In fact, before concerning themselves with the Maths and Science gaps that they allegedly have with us and the Chinese, I think that the Americans ought to be really worried about the toilet gap that they have with the Japanese. This link explains in sufficient detail the electronic controls that will warm your seat, squirt water from the back, front and any other desired direction, and will also dry your bum for you.

13 thoughts on “These Americans are crazy – Part I. This blog goes to the toilet.

  1. I can vouch for the Japanese toilets, they are good, warm water, deos,warm seat you name it.

    By the way while US can wait for water cleaning, when is it going to talk in kilometers and litres and centigrades like any decent civilization.


  2. I think the Japanese used to wash their bums in the same way as Indians. Their current cultural confusion means that they have found a compromise which is water gushing to their bums. But I don’t think a jet of water can do it right either especially in some situations.

    Life in the US is not so great. I hope more people realise that.

  3. Interesting post, i had been about this “washing the bum” way of life thing. Indeed it is the cold climate which is the reason for many differences between westerners and us. Since water is going to become scarce i believe its better Indians also turn to paper gradually.

  4. You operate the hot and cold taps in the loo and kitchen, and pretty soon you feel like you are operating a boiler room! I hate it.

  5. Reg the shower, don’t turn the water off while soaping. Simply turn the shower head toward the wall or step back and away from the water jet.

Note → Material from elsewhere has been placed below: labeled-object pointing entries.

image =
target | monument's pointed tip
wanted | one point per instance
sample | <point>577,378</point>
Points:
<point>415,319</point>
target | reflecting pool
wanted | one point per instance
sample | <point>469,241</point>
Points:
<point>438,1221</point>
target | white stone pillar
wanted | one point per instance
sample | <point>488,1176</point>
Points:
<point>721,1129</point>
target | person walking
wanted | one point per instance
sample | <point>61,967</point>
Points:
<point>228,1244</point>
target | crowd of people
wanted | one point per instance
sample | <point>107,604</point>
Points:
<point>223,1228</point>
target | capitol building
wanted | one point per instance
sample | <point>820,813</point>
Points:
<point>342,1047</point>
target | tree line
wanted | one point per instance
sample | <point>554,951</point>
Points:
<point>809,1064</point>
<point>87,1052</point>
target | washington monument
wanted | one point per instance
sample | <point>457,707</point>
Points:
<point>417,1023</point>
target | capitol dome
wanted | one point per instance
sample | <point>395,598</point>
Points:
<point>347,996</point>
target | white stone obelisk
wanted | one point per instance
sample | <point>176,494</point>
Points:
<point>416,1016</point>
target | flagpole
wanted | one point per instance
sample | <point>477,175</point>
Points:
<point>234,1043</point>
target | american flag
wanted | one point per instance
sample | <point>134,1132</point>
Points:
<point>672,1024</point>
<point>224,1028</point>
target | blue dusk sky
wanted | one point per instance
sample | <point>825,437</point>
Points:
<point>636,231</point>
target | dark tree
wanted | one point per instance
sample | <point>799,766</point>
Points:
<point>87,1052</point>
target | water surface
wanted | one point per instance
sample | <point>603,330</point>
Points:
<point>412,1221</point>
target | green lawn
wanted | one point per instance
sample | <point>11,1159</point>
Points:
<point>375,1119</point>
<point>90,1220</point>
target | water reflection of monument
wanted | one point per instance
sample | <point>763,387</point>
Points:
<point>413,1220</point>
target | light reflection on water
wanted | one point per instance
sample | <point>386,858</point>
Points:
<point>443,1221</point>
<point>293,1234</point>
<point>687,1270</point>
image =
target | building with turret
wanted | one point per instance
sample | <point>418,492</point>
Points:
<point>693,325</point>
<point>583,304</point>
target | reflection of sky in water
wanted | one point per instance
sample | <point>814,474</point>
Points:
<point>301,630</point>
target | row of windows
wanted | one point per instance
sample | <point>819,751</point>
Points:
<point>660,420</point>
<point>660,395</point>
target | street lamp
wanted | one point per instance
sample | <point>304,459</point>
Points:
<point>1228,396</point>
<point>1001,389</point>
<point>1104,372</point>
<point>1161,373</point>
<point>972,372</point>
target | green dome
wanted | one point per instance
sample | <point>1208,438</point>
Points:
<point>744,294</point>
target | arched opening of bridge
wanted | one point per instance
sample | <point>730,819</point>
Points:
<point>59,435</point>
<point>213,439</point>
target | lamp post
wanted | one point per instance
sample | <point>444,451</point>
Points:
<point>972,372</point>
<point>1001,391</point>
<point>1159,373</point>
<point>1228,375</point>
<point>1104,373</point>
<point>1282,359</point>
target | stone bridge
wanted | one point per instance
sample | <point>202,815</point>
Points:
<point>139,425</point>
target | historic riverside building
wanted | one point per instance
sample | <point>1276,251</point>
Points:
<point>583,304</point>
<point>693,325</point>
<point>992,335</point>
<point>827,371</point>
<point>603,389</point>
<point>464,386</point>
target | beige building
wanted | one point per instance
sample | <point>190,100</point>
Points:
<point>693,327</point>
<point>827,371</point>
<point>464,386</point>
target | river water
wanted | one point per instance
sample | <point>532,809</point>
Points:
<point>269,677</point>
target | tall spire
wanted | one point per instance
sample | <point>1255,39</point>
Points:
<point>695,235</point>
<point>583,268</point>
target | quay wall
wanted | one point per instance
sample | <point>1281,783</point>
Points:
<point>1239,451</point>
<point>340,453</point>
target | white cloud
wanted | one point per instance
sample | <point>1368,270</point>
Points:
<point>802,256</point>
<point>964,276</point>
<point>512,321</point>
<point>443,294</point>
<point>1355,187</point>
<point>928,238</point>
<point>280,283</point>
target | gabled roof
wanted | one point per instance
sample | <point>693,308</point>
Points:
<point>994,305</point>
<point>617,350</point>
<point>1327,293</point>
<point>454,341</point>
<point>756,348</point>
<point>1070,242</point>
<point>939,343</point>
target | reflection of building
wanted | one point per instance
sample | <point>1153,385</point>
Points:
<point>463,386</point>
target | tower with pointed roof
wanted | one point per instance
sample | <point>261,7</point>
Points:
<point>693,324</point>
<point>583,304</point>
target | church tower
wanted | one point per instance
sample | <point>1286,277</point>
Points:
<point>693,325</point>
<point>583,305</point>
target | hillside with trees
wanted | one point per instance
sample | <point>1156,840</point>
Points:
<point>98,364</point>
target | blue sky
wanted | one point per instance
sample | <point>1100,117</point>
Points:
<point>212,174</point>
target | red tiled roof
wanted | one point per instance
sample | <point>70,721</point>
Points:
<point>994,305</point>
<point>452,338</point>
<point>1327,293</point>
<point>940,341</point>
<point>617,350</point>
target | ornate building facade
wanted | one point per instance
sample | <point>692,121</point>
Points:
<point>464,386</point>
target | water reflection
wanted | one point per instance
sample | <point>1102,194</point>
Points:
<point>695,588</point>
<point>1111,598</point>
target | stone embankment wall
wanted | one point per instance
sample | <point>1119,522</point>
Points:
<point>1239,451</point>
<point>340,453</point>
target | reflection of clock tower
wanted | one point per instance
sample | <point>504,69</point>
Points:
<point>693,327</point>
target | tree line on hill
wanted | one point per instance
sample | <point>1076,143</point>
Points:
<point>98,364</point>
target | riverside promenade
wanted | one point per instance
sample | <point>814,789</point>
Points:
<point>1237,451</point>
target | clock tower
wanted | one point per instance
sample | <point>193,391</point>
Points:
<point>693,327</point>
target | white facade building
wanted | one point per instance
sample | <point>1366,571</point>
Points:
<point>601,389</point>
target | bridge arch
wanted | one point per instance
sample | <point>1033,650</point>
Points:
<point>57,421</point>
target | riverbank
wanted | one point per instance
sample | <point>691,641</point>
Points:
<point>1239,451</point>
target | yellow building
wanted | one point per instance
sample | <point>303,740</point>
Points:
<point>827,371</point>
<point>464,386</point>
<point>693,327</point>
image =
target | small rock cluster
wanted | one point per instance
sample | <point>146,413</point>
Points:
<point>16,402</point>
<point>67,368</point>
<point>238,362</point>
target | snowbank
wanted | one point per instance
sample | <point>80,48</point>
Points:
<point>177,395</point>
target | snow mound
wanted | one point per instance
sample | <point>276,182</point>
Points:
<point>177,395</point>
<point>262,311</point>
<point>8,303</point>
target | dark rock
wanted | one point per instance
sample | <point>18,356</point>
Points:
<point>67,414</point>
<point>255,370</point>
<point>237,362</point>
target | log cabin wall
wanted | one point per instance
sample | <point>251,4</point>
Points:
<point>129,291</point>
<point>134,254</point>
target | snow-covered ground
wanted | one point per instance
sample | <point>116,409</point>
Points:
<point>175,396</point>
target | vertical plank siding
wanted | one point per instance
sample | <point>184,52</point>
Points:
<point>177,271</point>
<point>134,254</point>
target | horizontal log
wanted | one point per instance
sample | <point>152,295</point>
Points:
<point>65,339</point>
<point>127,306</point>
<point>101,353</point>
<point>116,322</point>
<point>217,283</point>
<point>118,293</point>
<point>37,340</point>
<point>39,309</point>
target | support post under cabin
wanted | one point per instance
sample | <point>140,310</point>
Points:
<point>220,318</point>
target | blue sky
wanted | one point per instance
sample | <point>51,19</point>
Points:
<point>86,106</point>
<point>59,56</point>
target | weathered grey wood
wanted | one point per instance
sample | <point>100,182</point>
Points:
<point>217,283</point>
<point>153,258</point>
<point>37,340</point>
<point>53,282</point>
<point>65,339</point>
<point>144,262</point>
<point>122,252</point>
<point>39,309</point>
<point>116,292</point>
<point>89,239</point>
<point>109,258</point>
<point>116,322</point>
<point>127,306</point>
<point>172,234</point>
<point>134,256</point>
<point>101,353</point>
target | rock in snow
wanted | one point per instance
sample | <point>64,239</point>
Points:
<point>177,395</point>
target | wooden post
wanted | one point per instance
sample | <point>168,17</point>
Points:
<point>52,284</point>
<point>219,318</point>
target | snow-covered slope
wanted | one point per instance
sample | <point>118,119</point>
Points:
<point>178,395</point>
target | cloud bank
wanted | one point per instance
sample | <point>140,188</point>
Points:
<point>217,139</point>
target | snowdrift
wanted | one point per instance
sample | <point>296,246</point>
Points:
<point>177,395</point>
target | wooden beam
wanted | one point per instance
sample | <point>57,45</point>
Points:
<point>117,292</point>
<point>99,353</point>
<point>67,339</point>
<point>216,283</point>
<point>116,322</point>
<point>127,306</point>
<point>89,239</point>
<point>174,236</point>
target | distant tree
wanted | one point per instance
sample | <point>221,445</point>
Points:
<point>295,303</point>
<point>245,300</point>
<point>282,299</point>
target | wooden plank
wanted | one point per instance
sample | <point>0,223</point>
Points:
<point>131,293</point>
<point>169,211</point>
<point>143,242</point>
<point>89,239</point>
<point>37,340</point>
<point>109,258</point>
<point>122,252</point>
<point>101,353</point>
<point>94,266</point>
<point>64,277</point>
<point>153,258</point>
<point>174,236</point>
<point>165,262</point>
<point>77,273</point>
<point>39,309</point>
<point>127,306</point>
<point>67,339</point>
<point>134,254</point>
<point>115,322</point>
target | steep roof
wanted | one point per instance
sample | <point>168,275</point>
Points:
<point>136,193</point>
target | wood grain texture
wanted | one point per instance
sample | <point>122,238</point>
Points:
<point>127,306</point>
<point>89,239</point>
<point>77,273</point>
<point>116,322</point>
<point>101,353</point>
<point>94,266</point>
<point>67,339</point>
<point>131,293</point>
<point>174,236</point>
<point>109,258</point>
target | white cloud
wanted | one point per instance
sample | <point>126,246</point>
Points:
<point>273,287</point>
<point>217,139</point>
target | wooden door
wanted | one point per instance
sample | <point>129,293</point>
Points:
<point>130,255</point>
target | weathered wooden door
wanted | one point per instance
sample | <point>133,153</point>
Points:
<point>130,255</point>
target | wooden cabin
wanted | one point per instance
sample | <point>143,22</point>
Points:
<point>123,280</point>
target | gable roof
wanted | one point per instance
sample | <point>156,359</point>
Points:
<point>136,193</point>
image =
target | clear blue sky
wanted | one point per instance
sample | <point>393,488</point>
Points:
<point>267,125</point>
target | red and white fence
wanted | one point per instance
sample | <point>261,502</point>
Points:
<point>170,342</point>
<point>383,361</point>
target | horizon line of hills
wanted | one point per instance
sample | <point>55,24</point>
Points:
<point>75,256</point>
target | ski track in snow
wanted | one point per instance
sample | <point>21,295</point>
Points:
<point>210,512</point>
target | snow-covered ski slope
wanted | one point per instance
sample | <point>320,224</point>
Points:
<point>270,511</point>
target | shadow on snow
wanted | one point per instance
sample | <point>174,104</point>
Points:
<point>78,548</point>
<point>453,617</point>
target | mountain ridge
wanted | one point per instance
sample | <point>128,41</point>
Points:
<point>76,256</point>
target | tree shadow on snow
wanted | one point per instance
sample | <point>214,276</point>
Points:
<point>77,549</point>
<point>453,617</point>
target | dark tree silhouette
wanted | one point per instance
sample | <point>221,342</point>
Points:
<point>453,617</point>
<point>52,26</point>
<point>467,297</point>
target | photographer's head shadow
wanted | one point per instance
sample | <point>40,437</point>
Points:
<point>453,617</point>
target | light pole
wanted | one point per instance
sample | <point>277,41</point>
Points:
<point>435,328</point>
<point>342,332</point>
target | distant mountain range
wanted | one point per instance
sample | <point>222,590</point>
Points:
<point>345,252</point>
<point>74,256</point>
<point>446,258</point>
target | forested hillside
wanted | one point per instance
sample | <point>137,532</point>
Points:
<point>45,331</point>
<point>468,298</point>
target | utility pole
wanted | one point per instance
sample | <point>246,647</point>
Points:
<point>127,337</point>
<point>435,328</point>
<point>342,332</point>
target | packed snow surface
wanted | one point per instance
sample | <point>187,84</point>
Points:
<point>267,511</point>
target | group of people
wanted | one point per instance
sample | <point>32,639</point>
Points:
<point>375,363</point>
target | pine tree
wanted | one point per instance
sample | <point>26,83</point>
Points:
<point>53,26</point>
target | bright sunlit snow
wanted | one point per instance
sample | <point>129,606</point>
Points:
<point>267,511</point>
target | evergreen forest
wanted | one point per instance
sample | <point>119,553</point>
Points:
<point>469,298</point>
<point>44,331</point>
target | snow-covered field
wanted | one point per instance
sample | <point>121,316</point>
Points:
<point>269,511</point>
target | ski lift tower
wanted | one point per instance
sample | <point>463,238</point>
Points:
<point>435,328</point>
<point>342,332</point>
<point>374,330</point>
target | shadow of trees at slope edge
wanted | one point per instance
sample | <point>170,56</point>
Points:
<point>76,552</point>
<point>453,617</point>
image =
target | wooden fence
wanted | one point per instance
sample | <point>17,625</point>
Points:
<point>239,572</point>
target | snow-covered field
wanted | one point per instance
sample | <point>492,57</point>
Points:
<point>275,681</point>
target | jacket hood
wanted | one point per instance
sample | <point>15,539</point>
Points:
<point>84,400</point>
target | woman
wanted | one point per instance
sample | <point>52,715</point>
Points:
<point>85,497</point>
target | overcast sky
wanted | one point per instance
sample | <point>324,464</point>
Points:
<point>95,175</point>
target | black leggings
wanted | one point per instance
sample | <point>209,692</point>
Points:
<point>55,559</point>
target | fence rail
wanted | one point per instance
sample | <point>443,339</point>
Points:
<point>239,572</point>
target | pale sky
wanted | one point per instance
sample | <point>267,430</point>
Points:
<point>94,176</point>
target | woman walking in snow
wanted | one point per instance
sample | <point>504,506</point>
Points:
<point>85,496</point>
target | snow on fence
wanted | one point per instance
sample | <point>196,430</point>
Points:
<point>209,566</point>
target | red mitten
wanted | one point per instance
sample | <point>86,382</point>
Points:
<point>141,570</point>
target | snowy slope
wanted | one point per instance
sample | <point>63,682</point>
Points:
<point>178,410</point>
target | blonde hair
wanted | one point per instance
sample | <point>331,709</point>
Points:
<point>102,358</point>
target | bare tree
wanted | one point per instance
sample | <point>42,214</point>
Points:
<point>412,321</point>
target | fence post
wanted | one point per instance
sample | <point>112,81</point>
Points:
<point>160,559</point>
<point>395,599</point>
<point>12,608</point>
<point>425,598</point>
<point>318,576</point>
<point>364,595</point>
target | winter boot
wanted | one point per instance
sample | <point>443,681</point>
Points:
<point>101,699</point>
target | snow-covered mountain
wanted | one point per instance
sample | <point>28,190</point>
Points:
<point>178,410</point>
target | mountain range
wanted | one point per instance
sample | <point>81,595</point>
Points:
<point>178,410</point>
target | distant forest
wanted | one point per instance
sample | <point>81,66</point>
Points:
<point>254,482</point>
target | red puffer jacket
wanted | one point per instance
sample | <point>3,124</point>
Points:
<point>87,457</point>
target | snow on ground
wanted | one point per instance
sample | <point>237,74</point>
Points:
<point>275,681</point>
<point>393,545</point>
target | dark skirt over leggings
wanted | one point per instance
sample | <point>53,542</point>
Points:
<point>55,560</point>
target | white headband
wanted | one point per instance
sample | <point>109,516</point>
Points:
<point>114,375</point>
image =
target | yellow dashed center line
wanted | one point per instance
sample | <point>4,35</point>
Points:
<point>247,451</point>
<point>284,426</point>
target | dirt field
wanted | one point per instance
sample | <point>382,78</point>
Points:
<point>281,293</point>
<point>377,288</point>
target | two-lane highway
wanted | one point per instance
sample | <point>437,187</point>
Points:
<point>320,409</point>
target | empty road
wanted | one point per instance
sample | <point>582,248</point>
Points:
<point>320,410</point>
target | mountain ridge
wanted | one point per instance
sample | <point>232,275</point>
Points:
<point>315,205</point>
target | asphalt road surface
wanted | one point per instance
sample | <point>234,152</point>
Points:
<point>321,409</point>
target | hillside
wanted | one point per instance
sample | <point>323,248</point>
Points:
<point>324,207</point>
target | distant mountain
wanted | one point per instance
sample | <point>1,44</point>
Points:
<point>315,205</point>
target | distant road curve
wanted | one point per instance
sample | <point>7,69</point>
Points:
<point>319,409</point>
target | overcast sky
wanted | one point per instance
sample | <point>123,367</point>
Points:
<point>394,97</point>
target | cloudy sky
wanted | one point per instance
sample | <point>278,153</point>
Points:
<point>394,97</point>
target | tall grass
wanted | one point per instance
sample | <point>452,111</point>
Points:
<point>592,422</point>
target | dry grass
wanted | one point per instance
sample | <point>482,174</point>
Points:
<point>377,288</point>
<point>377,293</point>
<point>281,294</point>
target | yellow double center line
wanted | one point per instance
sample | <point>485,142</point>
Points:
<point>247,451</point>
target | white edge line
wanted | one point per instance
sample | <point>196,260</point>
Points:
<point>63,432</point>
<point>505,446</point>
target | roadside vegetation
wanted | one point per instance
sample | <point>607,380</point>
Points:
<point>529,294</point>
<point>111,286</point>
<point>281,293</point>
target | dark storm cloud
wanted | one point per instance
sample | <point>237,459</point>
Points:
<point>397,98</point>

  6. I notice this is merely part I.
    In part II you should touch upon the preponderance of carpets in residential toilets.

    I have one insight into why Americans have not revamped their “dry” toiletry technology: a lack of spicy food.
    With a more regular outtake of the kilos of chili powder in Indian food, I think one might have a larger appreciation of the more liquid technologies that abound in the eastern and spicier countries.

  7. Hi Ravikiran
    If you feel insufficiently clean, you can buy the baby wipes. They are pre-moistened and extremely soft. They work work really well too – I used them a lot on my son when he was a baby.

    The only drawback is that you cannot flush them. This I think is the issue here.

  8. i guess there are some higher arenas of discussion on thsi world than the perfect way of cleaning the bums!!!
    i cannot believe an individual has so much time as to explore this…
    trust me if u continue doing so, you’ll be halfway thru ur life, stuck in lesser plains of development!!!
    just a suggestion.
    u surely present ur work beautifully, good writing skills, but try using ur skills on some other topics…

  9. Hey– redirected from my bro’s blog. If you’ve seen the woodwards gripe water ad from 90’s, you’ll probably understand why I find Michael’s comment funny. And, by commenting so late, I hope I haven’t made something that was dry, green (as goes the tam saying).